The CIA plotted to assassinate Castro using everything from exploding seashells to lethal fungus.
‘American officials cut off almost all trade to Cuba and they financed dissidents and pro-democracy activists. But nothing worked during 11 successive administrations, from Dwight Eisenhower to Barack Obama.’
On December 17, 2014, Obama announced that the US planned to renew diplomatic ties with Cuba and loosen some trade and travel restrictions.
Obama’s critics were enraged, saying he was throwing a lifeline to the socialist government and undermining the work of democracy activists who were regularly arrested and beaten.
Obama vowed to continue supporting democracy activists in Cuba, but said the US embargo hadn’t worked and lawmakers should lift it.

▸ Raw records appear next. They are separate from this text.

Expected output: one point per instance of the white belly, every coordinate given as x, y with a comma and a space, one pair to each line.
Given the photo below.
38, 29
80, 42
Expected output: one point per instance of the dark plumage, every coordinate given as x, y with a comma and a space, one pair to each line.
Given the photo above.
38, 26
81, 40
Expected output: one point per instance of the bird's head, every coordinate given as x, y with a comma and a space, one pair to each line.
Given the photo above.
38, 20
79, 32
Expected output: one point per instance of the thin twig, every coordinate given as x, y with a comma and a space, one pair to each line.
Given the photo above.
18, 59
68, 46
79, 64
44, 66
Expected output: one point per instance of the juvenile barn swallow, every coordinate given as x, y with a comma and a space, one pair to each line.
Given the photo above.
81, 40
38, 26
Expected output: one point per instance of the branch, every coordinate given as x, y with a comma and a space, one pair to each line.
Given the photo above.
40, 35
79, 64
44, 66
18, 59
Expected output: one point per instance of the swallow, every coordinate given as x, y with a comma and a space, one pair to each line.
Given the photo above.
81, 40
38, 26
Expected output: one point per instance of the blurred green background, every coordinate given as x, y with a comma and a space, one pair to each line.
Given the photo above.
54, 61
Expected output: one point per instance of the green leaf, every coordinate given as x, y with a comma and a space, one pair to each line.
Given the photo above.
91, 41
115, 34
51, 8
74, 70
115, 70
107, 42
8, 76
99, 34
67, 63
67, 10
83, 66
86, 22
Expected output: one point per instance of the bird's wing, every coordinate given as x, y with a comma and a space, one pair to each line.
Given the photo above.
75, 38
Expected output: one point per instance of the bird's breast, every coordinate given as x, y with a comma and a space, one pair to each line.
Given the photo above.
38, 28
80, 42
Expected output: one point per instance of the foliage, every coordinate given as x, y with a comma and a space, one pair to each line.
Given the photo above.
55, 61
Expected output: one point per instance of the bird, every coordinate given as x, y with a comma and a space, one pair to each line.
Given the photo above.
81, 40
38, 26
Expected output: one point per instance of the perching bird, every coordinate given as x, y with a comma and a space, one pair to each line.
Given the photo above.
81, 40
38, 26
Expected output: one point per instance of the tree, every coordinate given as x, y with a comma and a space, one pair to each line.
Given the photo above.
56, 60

‘His supporters in Havana described him as a tireless defender of the poor.’
Castro was “a giant of the Third World”, said Agustin Diaz Cartaya, 85, who joined Castro in the 1953 attack in eastern Cuba that launched the revolution. “No one has done more for the Third World than Fidel Castro.”
Critics say Castro drove the country into economic ruin, denied basic freedoms to 11 million Cubans at home and forced more than a million others into exile.
“In 55 years, the Cuban government has not done anything to help the Cuban people in terms of human rights,” said Hector Maseda, 72, a former political prisoner who lives in Havana. “I don’t believe in this regime. I don’t trust it.”
Doubtlessly, Castro leaves a legacy that will be hotly debated for years to come.